DA FRAUDE PERPETRADA, DA UNICIDADE CONTRATUAL E DO RECONHECIMENTO DE

VÍNCULO EMPREGATÍCIO

Aduz a Reclamada que a continuidade da prestação de serviços pela Reclamante ocorreu na condição de representação comercial, por mera liberalidade da autora, após a sucessão empresarial ocorrida com a empresa ORLANDO LAUTORA A.A TRANSPORTES EPP, não havendo que se falar em nulidade contratual ou prejuízo ao trabalhador, tampouco em reconhecimento do vínculo de emprego.

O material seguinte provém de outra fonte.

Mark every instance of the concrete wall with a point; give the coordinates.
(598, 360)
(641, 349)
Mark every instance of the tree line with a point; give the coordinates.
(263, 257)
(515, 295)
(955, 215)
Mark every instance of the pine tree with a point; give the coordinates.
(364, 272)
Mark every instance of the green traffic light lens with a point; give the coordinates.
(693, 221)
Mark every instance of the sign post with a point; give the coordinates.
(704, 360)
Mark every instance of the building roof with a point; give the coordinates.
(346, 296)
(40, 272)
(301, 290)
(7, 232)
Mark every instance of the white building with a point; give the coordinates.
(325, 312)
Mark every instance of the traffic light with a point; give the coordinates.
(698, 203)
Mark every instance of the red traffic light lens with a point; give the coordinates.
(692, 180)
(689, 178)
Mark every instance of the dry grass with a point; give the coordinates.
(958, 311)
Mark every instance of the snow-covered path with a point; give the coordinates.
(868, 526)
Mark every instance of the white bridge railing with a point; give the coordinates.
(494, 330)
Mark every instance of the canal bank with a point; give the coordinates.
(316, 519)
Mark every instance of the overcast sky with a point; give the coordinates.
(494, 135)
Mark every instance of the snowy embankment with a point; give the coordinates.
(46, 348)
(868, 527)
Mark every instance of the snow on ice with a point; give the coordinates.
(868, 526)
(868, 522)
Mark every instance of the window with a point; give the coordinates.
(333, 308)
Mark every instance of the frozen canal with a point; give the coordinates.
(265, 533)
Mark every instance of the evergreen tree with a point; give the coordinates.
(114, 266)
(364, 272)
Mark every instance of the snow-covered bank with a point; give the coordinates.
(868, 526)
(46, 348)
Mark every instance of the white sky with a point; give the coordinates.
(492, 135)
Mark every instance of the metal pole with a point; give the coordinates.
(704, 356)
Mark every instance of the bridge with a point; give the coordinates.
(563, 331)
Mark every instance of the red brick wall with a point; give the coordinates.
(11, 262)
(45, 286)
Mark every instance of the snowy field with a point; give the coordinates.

Por oportuno, transcrevemos as alegações da empresa:

"A Reclamante jamais foi EMPREGADA da Reclamada no período compreendido entre 15 de novembro de 2014 à 16 de abril de 2018, pois na verdade tratava- se de representante comercial autônoma.

(...)

Consciente de que à época dos fatos, a Reclamada mantinha relação com um reduzido contingente de representantes comerciais, partiu da própria Reclamante o interesse na alteração da relação contratual existente, justificando sua pretensão sob o argumento de que conseguiria obter maiores ganhos enquanto representante comercial autônoma, mormente porque poderia vendar para diversas empresas, além de também poder vender produtos comercializados pela própria Contestante.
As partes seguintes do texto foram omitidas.